Most days he was at home to dine, and before the servants he kept up an appearance of sociability with his wife. In detailing the trivia of the estate to her, he conveyed more information than he thought. Obviously he was concerned for his land and his tenants and his responsibilities weighed heavily on him. It had been otherwise with her father, and she tried to convey her appreciation.

“My father took little interest in his land, and has suffered from his carelessness. The Hall could be far more productive, as Gray Oaks appears to be,” Rebecca offered one evening.
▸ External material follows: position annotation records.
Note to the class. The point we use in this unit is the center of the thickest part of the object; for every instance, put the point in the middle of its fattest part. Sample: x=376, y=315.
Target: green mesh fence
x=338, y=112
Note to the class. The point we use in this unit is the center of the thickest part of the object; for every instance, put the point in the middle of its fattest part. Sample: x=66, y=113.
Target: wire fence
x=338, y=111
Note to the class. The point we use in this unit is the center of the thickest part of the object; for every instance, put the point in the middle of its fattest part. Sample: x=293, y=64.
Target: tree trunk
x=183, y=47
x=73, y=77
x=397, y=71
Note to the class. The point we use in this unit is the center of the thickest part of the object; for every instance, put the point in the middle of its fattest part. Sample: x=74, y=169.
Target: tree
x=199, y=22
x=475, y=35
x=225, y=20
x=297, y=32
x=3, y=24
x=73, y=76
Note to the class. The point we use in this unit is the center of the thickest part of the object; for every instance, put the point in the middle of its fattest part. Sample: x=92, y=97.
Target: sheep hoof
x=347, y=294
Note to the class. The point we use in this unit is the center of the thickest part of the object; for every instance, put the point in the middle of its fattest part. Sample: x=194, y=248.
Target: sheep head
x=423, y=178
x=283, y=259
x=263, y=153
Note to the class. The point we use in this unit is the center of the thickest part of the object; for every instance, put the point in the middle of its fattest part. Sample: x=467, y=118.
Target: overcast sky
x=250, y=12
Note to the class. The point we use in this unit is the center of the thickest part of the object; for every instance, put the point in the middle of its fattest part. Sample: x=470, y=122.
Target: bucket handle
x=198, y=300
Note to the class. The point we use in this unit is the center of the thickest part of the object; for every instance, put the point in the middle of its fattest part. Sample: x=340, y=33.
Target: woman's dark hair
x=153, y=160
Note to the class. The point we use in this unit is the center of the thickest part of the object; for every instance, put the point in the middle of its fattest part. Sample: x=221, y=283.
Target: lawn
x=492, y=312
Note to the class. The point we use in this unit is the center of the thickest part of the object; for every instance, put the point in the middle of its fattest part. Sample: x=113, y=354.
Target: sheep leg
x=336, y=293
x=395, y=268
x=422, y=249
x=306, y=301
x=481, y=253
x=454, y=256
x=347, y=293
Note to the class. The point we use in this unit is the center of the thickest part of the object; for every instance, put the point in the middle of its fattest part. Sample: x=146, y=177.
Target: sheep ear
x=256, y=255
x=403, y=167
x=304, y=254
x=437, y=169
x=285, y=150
Clayborne waved the servants from the room and regarded her with steely eyes. “Your parents were obviously negligent with their daughters as well. I hold them very much to account.”

“You are mistaken, sir,” she replied through clenched teeth. “Negligent my parents may have been, but you have no one but yourself to account to for your ludicrous misconception. I fear for your reason, my lord.”

“Go to your room!” Shocked at himself for blurting such a thing, he immediately retracted. “No, stay. I will not have my household upset by our disagreements. Finish your meal.”

Rebecca, her appetite hardly stimulated by this atmosphere, toyed with her food. The enormous dining hall was so quiet that even the sounds of forks on plates seemed swallowed in the silence. She assumed a martyred air to cover her shame and anger, sighing pitifully as she pushed the remnants of her meal about her plate.

There were few attitudes that could have more infuriated her husband. Her injured, self-righteous bearing, given the circumstances, disgusted him. Had she no shame? She should be begging him on bended knee to forgive her! And, after a judicious amount of time, and sufficient repentance on her part, he would have been prepared to do so. But this! Adding insult to injury! There was obviously no hope for her, and his pride rebelled.

Since her husband made no further attempt to visit her suite, Rebecca soon adopted the habit of retiring to her room immediately after her meal, to draw or read sometimes, but usually to search her mind for a solution to this unbearably oppressive situation.

When this state of affairs had continued for several weeks and Rebecca was looking rather peaked and thin, Clayborne announced at dinner one evening, “I leave in the morning for my estate in Yorkshire. I have no idea when I shall return.”

“I am to remain at Gray Oaks, I presume,” Rebecca said timidly.

“Certainly. Mrs. Lambert has been instructed to have a care for you and grant you any indulgence within reason.”

“You are too good, my lord. Does this indulgence run to my refurbishing some of the rooms? Not the library or study, of course,” she hastened to add.

“I cannot imagine why you should wish to do so.”

“I plan a lengthy stay, my lord,” she replied sweetly, her hands gripping the table edge for courage.

“I don’t care what you do to the house. It makes no difference now,” he retorted angrily.